Scorsese si prende i suoi tempi e lascia spesso a briglia sciolta gli interpreti, liberi di spaziare in duetti di assoluta estasi attoriale: il dialogo in siciliano tra Pesci e De Niro o una delle scene simbolo, la balbuziente telefonata che caratterizza l’ultima parte di visione, strappano applausi a scena aperta e ci ricordano, pur nella loro apparente semplicità, di come il grande cinema necessiti di attori altrettanto grandi per eccellere al proprio massimo. Per buona parte degli eventi la scena rischia di essere “rubata” da Al Pacino, alle prese con una performance istrionica e piacevolmente sopra le righe (come nel suo iconico stile) che lo vede al centro di alcuni dei passaggi più folkloristici e divertenti, in particolar modo nei continui battibecchi con il rivale Tony Provenzano, ma l’alchimia che le tre anziane star riescono a ricreare all’interno della pellicola si equilibra in un esercizio di pari, stratosferica, bravura nel quale viene difficile decretare un vincitore.
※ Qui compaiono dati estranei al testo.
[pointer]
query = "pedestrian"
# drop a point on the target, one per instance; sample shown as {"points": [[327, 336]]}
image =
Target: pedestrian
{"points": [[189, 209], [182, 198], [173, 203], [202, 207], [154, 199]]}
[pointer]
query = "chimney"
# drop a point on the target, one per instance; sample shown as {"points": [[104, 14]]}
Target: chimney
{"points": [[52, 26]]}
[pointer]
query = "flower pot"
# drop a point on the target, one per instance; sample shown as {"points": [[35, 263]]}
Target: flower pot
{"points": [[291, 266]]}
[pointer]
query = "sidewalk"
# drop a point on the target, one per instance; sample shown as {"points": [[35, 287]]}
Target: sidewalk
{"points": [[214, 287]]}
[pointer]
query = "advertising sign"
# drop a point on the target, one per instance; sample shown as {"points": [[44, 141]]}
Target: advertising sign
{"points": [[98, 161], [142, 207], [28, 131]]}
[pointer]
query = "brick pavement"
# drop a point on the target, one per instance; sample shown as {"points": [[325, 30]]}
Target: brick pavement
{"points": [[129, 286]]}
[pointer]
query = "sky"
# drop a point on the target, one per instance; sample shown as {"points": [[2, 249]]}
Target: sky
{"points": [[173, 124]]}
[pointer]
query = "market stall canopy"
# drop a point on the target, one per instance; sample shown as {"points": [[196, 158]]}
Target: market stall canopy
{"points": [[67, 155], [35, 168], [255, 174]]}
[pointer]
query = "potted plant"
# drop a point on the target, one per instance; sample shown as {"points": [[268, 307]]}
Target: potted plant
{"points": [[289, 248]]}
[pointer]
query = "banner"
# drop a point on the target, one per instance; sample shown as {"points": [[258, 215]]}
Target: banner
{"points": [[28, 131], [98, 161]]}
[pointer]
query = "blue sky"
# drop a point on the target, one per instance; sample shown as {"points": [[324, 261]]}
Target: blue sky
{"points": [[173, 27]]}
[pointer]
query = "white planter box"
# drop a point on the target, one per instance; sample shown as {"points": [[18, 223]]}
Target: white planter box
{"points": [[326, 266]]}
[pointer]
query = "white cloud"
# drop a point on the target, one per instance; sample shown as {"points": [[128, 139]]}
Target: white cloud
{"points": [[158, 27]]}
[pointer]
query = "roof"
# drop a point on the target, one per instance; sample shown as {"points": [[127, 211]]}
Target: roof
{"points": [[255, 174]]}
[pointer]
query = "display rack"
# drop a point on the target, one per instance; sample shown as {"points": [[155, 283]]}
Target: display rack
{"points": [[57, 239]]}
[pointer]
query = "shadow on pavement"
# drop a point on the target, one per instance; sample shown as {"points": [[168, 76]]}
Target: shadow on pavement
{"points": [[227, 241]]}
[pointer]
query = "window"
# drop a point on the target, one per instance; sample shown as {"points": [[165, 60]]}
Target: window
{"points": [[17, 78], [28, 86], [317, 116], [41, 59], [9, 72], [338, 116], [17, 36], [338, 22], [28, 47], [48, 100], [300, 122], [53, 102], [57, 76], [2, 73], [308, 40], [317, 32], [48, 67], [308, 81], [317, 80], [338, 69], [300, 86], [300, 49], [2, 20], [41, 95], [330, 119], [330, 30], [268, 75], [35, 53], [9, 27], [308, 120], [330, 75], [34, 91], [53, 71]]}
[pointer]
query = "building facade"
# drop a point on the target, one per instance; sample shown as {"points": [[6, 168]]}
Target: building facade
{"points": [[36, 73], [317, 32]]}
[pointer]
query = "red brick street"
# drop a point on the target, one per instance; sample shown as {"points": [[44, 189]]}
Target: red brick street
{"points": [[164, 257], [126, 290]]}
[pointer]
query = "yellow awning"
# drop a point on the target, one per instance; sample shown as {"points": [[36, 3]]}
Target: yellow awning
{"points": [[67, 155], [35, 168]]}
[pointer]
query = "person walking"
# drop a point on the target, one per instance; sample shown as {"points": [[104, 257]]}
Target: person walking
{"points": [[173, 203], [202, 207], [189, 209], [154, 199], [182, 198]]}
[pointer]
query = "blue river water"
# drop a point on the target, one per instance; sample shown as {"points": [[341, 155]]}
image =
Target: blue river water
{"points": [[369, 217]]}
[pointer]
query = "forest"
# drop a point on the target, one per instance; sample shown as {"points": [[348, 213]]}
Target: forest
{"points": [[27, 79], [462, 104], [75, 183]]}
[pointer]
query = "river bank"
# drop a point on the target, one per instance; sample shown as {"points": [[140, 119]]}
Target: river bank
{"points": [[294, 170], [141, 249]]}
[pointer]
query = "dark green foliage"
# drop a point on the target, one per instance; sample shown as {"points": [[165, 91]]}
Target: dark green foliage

Se in alcune occasioni The Irishman sembra affidarsi a stereotipi e leit-motiv tipici del genere non è per adagiarsi facilmente su determinati canoni, ma per esaltarli in forma artistica e depotenziarli in ambito contenutistico, nel senso più positivo: attraverso la decostruzione del Mito il regista ne celebra la fine, così come fece Don Siegel per il western classico ne Il pistolero (1976), cantico di un’epoca e di un filone che ne vedeva non a caso nel ruolo principale il gigante del suddetto ossia John Wayne. L’ultima ora è infatti un puro, amaro, dolente e tormentato ritratto di un qualcosa che non tornerà più, sia questa un’idea di come concepire il cinema stesso (con il rischio di trasformarlo in un immenso luna park, seguendo le dichiarazioni dello stesso regista) o di riportare allo stato brado, nudo e crudo, falsi idoli e credenze sulla fascinazione del Male.